Eduard Boymau mengatakan, terkait bantuan alat excavator ini sudah salah peruntukannya. Masyarakat tidak menerima bantuan alat tersebut, karena itu lihat dulu dokumen pasti ada pihak yang bermain, juga dilihat mekanismenya seperti apa.
“Saya setuju, warga atau umat ini jangan dipermainkan. Ini orang bilang susu sapi nama kerbau. Mereka yang cape dapatkan bantuan ini dari Jakarta, terus mereka tidak tahu dan ini saya tidak tahu sistem penyerahannya seperti apa,” ujar dia.
“Saya mau bilang kalau benar ini terjadi pada dinas teknis, ini kejahatan pelayanan pada masyarakat. Karena itu, saya tidak setuju kalau ada rekomendasi aman-aman saja, tapi diperiks. Ada orang yang bermain didalam ini, harus ditelusuri biar jelas. Proposal jelas peruntukannya, tapi datang diperuntukan untuk lain, ini sudah salah peruntukan,” sambung Boymau.
Tambah Anggota DewanElvis Pedrosa, inti dari tuntutan umat paroki yaitu klarifikasi dari Pemerintah dalam hal ini Bupati Belu. Kemudian, persoalan sudah ada penyerahan dari pusat ke tini nelayan dan peruntukannya untuk kelompok nelayan.
Kemudian, beredar saat pak Bupati memberikan klarifikasi di media sosial, seharusnya klarifikasi itu dilakukan di dewan terhormat. Kemudian, persoalan almarhum Romo Maxi sudah menyerahkan exca ke pemerintah itu tidak dibuktikan dengan sebuah berita acara kesanggupan atau ketidaksanggupan.
“Untuk itu, saya sepakat dengan teman-teman meminta Pak Bupati secara resmi untuk mengklarifikasi ini. Kasihan mereka orang tua sering dibully seperti yang kita tahu. Ini mennyakitkan dan ini yang membuat umat paroki kesal,” ujar Elvis.
Menanggapi itu, Aje salah satu umat paroki Atapupu mengatakan, kedatangan kami hari untuk bertemu dengan Bupati Belu guna mengklarifikasi persoalan bantuan excavator, tapi beliau tidak bisa hadir karena terhalang dengan adanya kesibukan lain.
“Kami datang untuk bertemu dengan pak bupati. Tapi, kami menyesal sekali, pak Bupati sebagai orang tua kami, datang bertemu kami sebagai rakyat saja tidak mau.

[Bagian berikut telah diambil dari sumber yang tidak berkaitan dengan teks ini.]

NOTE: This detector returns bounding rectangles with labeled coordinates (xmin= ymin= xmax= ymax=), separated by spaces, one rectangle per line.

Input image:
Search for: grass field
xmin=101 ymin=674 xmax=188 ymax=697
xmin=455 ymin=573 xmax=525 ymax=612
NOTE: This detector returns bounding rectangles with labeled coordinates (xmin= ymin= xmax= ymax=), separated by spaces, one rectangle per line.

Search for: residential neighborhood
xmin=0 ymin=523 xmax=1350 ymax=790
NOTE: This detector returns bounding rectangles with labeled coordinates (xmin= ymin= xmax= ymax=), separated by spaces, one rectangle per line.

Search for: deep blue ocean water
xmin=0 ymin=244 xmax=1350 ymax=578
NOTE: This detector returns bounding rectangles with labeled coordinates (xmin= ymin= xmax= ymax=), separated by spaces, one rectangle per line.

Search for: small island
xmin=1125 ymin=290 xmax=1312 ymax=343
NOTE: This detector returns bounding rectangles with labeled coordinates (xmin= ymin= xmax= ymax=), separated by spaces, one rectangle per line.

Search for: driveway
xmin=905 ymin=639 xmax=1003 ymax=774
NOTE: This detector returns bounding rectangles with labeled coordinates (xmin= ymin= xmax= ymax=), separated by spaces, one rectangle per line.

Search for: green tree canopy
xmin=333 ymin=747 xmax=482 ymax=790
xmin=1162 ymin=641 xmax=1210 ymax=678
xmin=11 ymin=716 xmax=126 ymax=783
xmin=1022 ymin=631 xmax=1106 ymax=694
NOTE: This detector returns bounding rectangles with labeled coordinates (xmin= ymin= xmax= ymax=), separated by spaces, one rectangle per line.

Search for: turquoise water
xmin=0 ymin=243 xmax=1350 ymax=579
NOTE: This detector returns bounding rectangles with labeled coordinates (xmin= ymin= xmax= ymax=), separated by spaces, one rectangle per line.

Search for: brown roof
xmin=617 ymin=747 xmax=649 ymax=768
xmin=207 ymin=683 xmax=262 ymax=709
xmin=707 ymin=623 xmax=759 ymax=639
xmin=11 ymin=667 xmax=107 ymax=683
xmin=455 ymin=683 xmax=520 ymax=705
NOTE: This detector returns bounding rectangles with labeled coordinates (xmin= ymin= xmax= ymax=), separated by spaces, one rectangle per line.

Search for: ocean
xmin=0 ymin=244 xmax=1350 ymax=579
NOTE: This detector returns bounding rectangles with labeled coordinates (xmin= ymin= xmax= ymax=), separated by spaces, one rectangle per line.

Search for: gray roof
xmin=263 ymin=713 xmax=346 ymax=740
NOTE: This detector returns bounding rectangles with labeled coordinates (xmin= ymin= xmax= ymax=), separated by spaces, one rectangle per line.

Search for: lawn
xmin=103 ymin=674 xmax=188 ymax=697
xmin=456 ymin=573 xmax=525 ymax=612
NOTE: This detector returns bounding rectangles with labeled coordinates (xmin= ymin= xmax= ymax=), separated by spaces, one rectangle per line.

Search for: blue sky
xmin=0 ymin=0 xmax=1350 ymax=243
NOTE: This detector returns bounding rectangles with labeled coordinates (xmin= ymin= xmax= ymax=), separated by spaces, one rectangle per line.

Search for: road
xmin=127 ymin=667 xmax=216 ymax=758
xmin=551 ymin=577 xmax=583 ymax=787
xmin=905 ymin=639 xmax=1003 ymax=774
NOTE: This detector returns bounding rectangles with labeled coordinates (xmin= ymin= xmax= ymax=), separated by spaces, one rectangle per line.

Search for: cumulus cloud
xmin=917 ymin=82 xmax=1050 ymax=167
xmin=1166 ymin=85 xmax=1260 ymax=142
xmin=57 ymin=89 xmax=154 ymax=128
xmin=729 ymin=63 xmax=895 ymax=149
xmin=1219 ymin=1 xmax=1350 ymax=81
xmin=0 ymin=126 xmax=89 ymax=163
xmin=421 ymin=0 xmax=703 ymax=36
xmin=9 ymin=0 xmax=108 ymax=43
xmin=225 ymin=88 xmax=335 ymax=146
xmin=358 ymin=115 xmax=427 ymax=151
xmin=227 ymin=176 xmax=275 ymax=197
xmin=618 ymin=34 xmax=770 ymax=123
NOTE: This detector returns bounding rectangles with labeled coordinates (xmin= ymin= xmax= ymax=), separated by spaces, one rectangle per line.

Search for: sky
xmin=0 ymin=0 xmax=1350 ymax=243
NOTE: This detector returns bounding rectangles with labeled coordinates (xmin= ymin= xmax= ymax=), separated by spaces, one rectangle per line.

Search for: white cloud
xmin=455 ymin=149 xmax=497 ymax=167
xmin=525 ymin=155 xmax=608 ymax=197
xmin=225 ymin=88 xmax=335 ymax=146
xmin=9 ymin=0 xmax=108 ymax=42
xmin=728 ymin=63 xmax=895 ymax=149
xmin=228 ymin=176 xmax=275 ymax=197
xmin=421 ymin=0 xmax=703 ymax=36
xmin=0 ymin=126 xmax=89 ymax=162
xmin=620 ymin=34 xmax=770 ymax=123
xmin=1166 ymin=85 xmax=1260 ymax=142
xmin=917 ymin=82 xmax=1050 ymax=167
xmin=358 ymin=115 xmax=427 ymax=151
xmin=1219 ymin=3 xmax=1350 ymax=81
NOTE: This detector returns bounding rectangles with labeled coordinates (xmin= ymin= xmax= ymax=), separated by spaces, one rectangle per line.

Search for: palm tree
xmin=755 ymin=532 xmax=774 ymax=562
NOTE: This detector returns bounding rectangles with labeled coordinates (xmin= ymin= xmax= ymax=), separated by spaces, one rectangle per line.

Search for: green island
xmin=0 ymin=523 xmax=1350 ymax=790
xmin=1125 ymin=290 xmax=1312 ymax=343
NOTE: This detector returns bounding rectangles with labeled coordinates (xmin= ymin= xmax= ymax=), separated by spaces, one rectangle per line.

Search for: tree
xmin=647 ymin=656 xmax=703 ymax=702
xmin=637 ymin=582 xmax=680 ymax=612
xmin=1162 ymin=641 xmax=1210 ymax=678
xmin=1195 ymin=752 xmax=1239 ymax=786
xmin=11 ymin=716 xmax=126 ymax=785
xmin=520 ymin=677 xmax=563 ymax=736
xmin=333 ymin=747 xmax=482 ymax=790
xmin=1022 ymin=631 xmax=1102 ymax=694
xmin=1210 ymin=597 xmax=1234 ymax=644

Kami adalah rakyat-rakyatnya, kami adalah anak-anaknya. Hari ini kami datang mengeluh untuk bertemu dengan beliau, tapi beliau punya kesibukan-kesibukan urus bangsa ini terutama Belu ini, tidak apa-apa, tapi selanjutnya kami tidak akan mau bertemu lagi,” tegas Aje.
“Jadi masalah ini mau seperti apa, kami serahkan kepada para anggota DPR dan pihak pemerintah, silakan diatur sesuai dengan aturan yang berlaku,” ucap dia dengan nada kesal.